España empezó controlando, dominando y creando alguna ocasión de gol por parte de Villa y Torres, pero fue el equipo tunecino quien se adelantó, por medio de Minari, que remató un rechace de Casillas a un disparo del mismo jugador.
La defensa de nuestra selección estuvo perdida, nerviosa y muy mal durante todo el encuentro. Pujol vio la amarilla por una dura entrada a un rival, y falló mucho más de lo que es habitual en él. Esperemos que sólo sea un lunar, porque ante equipos como Francia y delanteros como Henry, esto puede ser decisivo.
Lo mejor de España fue la fe que mostró en su juego, y que no perdió la tranquilidad a pesar de ir por detrás en el marcador. Tras el descanso entraron Raúl y Cesc, se oxigenó al equipo, y más tarde fue Joaquín la opción de Luis para abrir el juego por bandas.
El gol del empate tenía que llegar... y llegó. Fue Raúl, desaparecido antes y después de ese momento, quien surgió para rematar a gol con pierna derecha y devolver la ilusión a la grada. España estaba lanzada y Torres aprovechó una genialidad de Cesc para marcar el 2-1 escasos minutos después.
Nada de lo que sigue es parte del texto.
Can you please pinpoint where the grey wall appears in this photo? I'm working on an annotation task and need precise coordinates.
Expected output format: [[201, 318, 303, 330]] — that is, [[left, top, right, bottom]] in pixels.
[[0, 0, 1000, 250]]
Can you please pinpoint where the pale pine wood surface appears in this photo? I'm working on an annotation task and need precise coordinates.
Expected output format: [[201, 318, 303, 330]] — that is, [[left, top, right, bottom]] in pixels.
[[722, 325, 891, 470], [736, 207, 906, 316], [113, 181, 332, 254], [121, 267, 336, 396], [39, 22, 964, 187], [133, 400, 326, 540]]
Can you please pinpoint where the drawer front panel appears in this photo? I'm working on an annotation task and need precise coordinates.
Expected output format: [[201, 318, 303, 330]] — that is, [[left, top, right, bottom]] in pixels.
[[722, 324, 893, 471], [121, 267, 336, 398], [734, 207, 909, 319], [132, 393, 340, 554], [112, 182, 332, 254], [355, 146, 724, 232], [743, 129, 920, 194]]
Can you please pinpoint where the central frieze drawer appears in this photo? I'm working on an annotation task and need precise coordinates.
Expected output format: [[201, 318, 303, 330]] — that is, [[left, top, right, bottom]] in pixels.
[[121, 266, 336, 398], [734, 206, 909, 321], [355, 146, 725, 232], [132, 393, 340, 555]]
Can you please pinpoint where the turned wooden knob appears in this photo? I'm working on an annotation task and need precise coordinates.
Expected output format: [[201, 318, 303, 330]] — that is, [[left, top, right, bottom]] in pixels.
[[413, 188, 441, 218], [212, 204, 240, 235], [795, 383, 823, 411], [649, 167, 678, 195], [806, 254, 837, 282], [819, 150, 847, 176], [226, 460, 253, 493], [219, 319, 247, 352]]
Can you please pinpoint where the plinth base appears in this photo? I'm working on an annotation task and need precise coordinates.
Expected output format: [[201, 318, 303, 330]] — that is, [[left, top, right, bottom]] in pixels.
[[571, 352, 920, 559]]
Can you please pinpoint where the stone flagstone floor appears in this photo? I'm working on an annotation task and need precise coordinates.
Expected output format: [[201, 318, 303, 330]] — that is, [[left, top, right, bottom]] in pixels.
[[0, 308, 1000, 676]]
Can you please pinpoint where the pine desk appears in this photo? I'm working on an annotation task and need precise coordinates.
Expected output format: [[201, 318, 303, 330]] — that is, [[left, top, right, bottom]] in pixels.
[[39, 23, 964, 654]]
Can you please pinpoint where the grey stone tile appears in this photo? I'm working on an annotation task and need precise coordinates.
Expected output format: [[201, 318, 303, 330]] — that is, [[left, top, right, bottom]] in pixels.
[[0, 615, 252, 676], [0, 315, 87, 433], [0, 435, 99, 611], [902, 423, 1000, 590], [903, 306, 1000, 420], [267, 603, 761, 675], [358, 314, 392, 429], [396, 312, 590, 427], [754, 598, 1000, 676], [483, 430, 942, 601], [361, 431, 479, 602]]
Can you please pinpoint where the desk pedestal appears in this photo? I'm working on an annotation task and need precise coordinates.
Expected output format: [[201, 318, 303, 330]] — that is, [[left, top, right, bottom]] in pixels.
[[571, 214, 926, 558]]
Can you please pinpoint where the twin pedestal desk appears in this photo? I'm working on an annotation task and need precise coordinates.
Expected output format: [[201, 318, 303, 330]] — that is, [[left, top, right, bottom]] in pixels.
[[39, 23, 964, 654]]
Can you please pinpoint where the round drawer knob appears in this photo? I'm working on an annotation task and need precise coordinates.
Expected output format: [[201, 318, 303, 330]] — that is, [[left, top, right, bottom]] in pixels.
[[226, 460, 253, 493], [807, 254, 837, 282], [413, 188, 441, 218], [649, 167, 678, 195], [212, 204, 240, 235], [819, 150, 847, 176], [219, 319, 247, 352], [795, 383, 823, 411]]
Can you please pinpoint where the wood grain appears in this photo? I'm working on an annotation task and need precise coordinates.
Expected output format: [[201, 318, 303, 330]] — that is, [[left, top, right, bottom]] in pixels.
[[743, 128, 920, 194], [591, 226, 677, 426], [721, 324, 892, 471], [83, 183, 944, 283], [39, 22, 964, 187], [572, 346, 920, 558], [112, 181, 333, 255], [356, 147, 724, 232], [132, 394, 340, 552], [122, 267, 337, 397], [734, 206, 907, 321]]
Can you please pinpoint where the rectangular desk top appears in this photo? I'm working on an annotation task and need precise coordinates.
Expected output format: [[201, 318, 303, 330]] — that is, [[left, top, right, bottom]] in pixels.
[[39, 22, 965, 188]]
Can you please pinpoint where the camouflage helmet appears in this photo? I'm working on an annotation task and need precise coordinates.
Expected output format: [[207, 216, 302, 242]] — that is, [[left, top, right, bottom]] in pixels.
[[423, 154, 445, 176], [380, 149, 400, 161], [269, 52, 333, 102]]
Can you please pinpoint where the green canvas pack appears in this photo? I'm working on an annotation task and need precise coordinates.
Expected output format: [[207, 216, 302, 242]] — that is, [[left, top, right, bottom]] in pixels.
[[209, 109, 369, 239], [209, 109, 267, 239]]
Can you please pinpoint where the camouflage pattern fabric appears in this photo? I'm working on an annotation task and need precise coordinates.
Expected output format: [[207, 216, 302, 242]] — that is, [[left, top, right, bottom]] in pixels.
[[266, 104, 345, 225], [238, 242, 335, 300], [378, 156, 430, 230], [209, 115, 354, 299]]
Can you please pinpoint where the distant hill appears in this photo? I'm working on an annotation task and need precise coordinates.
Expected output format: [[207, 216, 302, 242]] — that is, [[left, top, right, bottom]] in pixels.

El 3-1 lo consiguió el propio Torres al materializar un penalty cometido sobre él mismo. Tuvo fortuna el jugador del Atlético, porque lo lanzó muy mal, pero el guardameta tunecino falló a la hora de detener un balón que se le coló muy centrado y por debajo del cuerpo.
España gustó a la afición. Esta vez fue la furia nacional la que ayudó a la victoria, y a que los "olés" reinasen en Alemania por unos minutos. Ahora el grito que más se escucha por la calle es el de "sí, sí, sí. Nos vamos a Berlín" ¿Se imaginan?